A review that originally appeared in The Third Alternative #20:-
TIMEQUAKE
Kurt Vonnegut
Vintage pb, 219pp, £5.99
In the year 2001 the world is struck by a cosmic phenomenon known as a timequake, rather like the stylus jumping a groove on a gramophone record (those big black things we used to make do with before CDs came along). Time skips back to 1991 and the intervening ten years begin to repeat themselves, the same events occurring over again in exactly the same order as they did the first time. As a result free will is suspended, leaving people as little more than automata of flesh and blood, doomed to repeat whatever they did before, but fully aware of what is happening. And then, when 2001 comes around again and time snaps back into the groove, after ten years on autopilot they must rediscover the habit of thinking for themselves.
Such is the staggering concept behind Timequake, Vonnegut’s first novel in over a decade and a book that sees him back at the top of his form. While Vonnegut might eschew the label science fiction, or any label for that matter, his best work is informed by that elusive quality ‘sense of wonder’ prized so highly by devotees of the genre. The difference is that for Vonnegut wonder has little or nothing to do with scientific theory and cosmic phenomena, but everything to do with outwardly ordinary people, and it is in creating such people and showing them as truly remarkable that this writer excels. The timequake is simply a facilitating device, important only in that it permits Vonnegut to discuss the things that most concern him in his twilight years.
There’s the sense of a man in a hurry about this book, a writer who wants to get everything down on paper before it’s too late. As with many of Vonnegut’s other books, most famously in Slaughterhouse 5, fact and fiction merge to create a patchwork that is neither one thing nor the other. The author uses whatever material is at hand. We get anecdotes from his own life, moving portraits of the people he loves, family and friends, his views about writing, religion, science and so much else besides, all of it expressed with wit and compassion.

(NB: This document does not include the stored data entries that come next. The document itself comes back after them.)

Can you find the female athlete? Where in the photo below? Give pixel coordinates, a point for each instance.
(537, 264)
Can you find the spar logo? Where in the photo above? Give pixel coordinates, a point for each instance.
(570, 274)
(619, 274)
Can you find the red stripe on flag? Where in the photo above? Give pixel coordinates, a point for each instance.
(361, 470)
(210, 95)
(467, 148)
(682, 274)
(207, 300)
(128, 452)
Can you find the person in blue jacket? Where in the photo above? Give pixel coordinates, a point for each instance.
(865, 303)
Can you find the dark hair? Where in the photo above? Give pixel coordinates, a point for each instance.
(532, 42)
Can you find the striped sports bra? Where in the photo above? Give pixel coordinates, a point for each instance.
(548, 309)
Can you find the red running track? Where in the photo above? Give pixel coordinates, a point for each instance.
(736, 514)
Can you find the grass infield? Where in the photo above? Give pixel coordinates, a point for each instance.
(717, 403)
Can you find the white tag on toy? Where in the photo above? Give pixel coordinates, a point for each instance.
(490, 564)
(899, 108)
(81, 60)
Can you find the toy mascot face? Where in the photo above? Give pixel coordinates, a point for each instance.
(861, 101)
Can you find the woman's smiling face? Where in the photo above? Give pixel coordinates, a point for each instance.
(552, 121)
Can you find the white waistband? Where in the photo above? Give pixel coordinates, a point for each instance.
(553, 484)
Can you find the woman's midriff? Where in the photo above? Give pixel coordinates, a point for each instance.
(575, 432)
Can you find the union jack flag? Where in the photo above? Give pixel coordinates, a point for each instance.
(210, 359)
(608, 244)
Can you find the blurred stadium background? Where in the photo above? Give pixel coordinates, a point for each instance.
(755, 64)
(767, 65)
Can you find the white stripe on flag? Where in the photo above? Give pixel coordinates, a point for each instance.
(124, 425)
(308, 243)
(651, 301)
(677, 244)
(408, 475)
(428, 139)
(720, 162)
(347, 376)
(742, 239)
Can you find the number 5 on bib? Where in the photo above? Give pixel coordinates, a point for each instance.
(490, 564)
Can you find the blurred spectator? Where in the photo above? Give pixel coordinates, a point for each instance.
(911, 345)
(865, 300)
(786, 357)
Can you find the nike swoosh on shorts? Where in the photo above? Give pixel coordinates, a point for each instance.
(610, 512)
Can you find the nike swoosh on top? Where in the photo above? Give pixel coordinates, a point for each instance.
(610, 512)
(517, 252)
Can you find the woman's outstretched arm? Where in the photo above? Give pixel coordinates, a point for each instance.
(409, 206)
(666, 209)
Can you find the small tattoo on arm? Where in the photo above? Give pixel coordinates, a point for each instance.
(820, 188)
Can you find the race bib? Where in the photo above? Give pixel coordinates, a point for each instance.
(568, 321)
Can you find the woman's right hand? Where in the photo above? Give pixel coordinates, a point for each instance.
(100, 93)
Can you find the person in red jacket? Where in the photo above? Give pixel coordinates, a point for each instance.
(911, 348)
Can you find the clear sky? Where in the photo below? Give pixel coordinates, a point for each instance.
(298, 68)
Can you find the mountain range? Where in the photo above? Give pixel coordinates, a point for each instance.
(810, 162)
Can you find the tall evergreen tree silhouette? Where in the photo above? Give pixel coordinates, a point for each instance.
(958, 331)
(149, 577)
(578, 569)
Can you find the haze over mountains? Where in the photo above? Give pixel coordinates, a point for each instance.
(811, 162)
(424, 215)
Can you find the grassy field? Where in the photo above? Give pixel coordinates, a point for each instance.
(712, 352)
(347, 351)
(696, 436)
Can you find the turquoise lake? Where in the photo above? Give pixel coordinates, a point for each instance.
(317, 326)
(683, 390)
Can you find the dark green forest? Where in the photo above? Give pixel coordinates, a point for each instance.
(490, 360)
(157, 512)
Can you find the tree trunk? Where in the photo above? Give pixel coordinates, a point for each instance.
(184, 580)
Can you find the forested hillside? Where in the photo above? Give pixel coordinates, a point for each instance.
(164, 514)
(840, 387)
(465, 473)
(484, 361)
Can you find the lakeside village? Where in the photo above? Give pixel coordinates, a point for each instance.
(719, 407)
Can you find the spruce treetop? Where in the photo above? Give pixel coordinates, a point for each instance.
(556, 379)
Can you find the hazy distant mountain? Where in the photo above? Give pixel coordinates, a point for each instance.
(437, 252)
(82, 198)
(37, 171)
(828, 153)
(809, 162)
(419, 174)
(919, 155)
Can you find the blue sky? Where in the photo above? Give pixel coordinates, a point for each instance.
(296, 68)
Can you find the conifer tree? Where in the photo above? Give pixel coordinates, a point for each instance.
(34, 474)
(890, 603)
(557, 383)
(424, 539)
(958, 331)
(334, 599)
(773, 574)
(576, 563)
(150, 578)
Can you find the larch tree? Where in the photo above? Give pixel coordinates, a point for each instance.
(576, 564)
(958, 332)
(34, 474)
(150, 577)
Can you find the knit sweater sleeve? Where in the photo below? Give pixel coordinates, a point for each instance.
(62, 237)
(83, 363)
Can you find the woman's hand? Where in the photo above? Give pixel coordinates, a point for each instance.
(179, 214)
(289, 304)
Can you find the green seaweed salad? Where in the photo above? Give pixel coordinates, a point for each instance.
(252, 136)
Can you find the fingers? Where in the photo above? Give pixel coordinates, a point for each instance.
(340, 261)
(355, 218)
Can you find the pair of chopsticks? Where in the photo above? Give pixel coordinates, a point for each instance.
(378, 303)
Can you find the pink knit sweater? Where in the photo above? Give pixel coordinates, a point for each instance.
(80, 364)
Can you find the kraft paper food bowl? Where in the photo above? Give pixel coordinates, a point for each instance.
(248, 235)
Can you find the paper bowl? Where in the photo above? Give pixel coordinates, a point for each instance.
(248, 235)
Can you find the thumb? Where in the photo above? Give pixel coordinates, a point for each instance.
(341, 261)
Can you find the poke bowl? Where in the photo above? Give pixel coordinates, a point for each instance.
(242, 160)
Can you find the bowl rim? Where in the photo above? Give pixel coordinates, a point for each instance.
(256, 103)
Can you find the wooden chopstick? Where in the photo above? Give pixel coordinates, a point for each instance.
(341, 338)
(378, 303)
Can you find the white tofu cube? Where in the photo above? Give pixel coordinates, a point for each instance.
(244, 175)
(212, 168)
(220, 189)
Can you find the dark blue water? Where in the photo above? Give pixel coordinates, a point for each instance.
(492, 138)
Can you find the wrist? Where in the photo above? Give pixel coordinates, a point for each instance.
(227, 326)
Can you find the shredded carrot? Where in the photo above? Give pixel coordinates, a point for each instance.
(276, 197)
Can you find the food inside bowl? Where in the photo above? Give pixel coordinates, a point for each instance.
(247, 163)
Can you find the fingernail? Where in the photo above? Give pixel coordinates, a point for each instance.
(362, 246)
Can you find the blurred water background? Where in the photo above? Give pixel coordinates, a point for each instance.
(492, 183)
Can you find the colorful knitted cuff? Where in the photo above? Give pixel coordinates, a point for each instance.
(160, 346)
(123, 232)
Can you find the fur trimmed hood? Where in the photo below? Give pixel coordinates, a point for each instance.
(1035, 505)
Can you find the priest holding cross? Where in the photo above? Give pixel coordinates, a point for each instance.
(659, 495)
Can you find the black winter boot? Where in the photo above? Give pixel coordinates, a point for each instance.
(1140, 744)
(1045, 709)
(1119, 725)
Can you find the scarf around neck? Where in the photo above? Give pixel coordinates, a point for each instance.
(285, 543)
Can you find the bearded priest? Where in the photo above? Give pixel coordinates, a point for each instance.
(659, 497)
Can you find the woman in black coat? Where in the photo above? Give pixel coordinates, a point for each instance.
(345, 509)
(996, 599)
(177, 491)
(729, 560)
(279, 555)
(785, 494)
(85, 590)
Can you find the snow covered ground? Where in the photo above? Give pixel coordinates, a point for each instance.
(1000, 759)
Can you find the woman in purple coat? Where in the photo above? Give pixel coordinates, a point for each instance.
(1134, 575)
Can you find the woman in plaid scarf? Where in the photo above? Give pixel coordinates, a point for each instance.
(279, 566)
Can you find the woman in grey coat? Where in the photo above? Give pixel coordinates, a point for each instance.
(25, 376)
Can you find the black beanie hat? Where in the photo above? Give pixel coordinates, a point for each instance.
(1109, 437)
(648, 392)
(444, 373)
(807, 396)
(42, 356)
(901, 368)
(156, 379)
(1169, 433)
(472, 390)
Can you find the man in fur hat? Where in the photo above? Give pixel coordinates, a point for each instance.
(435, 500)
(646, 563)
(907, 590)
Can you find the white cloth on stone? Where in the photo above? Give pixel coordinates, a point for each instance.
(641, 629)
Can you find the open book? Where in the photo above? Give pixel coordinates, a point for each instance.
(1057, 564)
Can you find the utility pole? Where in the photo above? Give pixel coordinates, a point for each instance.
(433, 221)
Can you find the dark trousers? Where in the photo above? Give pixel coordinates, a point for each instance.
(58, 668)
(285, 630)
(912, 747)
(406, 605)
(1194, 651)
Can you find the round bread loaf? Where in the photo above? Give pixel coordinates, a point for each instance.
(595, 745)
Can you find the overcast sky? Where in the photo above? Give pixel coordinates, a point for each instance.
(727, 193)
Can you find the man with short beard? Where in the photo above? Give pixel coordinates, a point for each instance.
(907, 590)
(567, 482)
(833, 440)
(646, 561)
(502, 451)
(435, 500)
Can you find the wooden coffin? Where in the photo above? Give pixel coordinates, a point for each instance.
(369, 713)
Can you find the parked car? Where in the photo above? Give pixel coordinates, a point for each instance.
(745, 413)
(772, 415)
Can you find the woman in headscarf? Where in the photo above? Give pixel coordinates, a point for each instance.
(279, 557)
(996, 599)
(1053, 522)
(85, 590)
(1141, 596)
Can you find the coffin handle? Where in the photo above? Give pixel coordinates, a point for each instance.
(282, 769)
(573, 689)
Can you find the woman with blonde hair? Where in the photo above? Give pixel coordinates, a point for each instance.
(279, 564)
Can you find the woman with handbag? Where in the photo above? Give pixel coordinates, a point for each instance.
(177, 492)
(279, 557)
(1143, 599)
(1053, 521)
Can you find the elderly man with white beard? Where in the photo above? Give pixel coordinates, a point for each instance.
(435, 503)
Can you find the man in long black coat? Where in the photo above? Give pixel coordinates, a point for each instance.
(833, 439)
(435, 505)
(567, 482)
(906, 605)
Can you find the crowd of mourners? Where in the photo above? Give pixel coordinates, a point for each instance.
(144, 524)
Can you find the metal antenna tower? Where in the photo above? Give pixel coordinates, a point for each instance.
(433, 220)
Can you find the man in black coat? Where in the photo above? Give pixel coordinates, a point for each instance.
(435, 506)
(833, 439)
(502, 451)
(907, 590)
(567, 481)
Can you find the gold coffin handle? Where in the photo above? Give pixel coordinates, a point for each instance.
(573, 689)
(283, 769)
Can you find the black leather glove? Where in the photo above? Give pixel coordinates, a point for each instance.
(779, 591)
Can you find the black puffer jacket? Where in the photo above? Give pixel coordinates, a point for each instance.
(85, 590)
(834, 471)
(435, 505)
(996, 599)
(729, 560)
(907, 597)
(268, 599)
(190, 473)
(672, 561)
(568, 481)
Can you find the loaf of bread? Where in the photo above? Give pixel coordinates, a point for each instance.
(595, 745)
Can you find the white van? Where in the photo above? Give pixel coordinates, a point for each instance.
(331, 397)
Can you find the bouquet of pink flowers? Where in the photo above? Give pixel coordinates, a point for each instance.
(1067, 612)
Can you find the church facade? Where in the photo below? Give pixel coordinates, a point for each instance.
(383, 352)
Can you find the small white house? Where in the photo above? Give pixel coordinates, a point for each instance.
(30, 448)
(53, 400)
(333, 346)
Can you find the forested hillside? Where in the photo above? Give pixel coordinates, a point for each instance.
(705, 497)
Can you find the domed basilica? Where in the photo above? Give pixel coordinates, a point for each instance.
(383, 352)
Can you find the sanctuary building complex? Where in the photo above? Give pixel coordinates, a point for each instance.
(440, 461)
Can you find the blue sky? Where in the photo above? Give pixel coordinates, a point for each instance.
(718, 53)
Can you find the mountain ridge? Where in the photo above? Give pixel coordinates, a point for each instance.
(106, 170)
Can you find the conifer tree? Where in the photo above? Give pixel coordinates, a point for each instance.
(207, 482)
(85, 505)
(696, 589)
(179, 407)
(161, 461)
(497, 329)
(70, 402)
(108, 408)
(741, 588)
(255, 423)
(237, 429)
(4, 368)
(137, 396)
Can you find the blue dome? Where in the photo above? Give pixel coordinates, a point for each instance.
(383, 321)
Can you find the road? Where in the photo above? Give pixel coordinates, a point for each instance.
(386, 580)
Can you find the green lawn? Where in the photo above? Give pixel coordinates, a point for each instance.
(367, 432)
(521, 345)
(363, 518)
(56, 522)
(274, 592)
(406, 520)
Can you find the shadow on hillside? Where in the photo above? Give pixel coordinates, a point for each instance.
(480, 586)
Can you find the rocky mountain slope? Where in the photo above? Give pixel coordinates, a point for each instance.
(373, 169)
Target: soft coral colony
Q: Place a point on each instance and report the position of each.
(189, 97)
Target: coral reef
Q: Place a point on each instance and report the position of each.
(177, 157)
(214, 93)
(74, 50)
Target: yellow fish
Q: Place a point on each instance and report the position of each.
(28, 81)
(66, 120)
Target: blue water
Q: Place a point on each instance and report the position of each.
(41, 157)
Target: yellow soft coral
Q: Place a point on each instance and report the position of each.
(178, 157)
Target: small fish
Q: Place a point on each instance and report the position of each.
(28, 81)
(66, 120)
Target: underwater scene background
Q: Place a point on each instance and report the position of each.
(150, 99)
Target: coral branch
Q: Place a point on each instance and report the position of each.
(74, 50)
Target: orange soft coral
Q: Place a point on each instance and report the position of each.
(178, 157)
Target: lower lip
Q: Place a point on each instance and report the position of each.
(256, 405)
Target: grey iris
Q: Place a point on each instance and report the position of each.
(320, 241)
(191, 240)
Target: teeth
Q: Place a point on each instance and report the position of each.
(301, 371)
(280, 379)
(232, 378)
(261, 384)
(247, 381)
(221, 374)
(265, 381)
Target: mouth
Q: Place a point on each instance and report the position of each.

We also get the final chapters in the life of Vonnegut’s sometime alter-ego Kilgore Trout, the world’s most prolific and least successful writer of sf, together with some fine examples of the quirky stories that are his stock in trade.
Reading Timequake is like sitting down to a long, open ended conversation with an old friend we haven’t seen in a while, someone who is a little bit wiser than we are but has the good sense and common decency not to rub our noses in the fact. Recommended without reservation.